Le rapport confirme les tendances de consommation générationnelles. Les jeunes plébiscitent le streaming et l’expérience multi-écran, tandis que les publics plus âgés restent attachés à la diffusion en linéaire.

De tels constats devraient alimenter les débats autour de la révision de la Directive sur les Services de Medias Audiovisuels prévue en 2026. La Directive actuelle prévoit un mécanisme de contribution à la production audiovisuelle des acteurs non-européens qui

 

Médias d’information : les médias locaux restent incontournables pour les européens, mais leur modèle est fragilisé

 

Les médias d’information européens traversent une transition complexe. 89 % des revenus proviennent encore de modèles traditionnels, tandis que la publicité numérique est largement captée par les plateformes. Les médias locaux restent incontournables pour les citoyens européens en matière de consommation d’information. La télévision, la presse écrite et en ligne et la radio restent de loin les premiers canaux d’accès à l’information pour les Européens, mais cette tendance décline au profit des réseaux sociaux qui deviennent le premier canal d’information pour 37 % des Européens. Cette évolution a pour effet de brouiller les repères entre opinion et actualité, avec notamment le poids que représentent désormais les créateurs de contenus qui concurrencent les médias traditionnels.

Si la confiance reste majoritairement acquise aux médias traditionnels, notamment publics, la faiblesse de la propension à payer (66 % des Européens ne paient pas pour leurs informations) et la fermeture de rédactions locales mettent en péril le pluralisme. Des modèles innovants émergent : diversification des revenus (événements, e-commerce), abonnements numériques, newsletters payantes et accords de licences avec les plateformes, mais ces dernière (Google, Meta…) captent la majorité des revenus publicitaires en ligne, réduisant la marge des médias. La forte transition numérique des médias européens (94% des médias publics sont présents en ligne) s’accompagne donc de défis économiques importants.

À l’instar du secteur audiovisuel dans son ensemble, le rapport pointe le risque que représente le recours à l’IA dans la production de contenus informationnels sur la confiance des publics.

 

Recommandations du Media Outlook 2025

 

À la suite des constats dressés par le rapport, trois grandes recommandations sont adressées au secteur médiatique et à l’industrie européenne : évoluer pour mieux capter l’audience européenne, développer des solutions technologiques locales pour sortir de la dépendance des technologies non-européennes (cloud, IA, moteurs de jeux etc.) et valoriser la propriété intellectuelle des productions européennes.

 

  • Mieux capter l’audience européenne

 

L’explosion de l’offre de contenus, portée par les créateurs indépendants, les outils d’IA générative et les plateformes mondiales, intensifie la bataille pour l’attention.

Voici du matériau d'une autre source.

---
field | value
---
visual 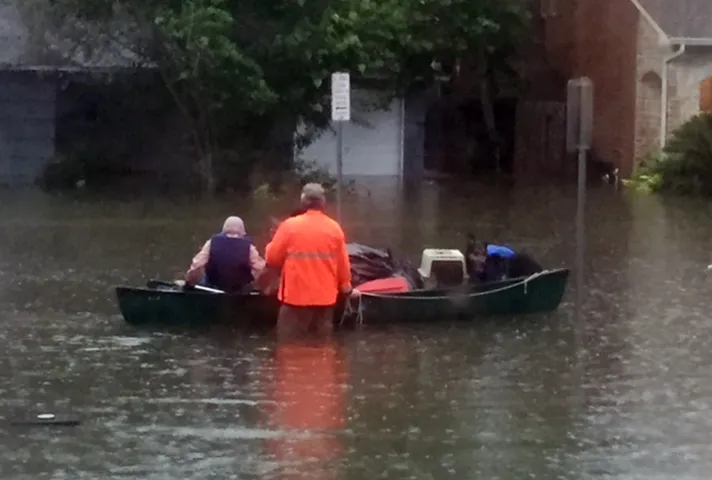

Le rapport appelle les acteurs européens à repenser leurs stratégies : segmentation fine des audiences, marketing personnalisé, formats interactifs et narration adaptée aux habitudes des jeunes générations deviennent des impératifs pour rester compétitifs.

 

  • Développer des solutions locales pour préserver la souveraineté technologique et l’innovation européenne

 

La dépendance aux technologies non européennes (cloud, IA, moteurs de jeux, XR) inquiète. Développer des solutions locales est crucial pour garantir la maîtrise des données et renforcer la compétitivité du secteur. L’IA, intégrée de manière responsable, offre des leviers puissants pour la production, la distribution et la monétisation des contenus. Mais l’Europe accuse un retard d’investissement : seuls 7 des 800 plus grands investisseurs mondiaux en R&D sont des entreprises médias européennes.

 

  • Valoriser la propriété intellectuelle

 

Dans une économie saturée de contenus, les marques fortes deviennent un capital stratégique. Le rapport encourage une meilleure exploitation transmedia (livres, films, séries, jeux) pour fidéliser les publics et diversifier les revenus.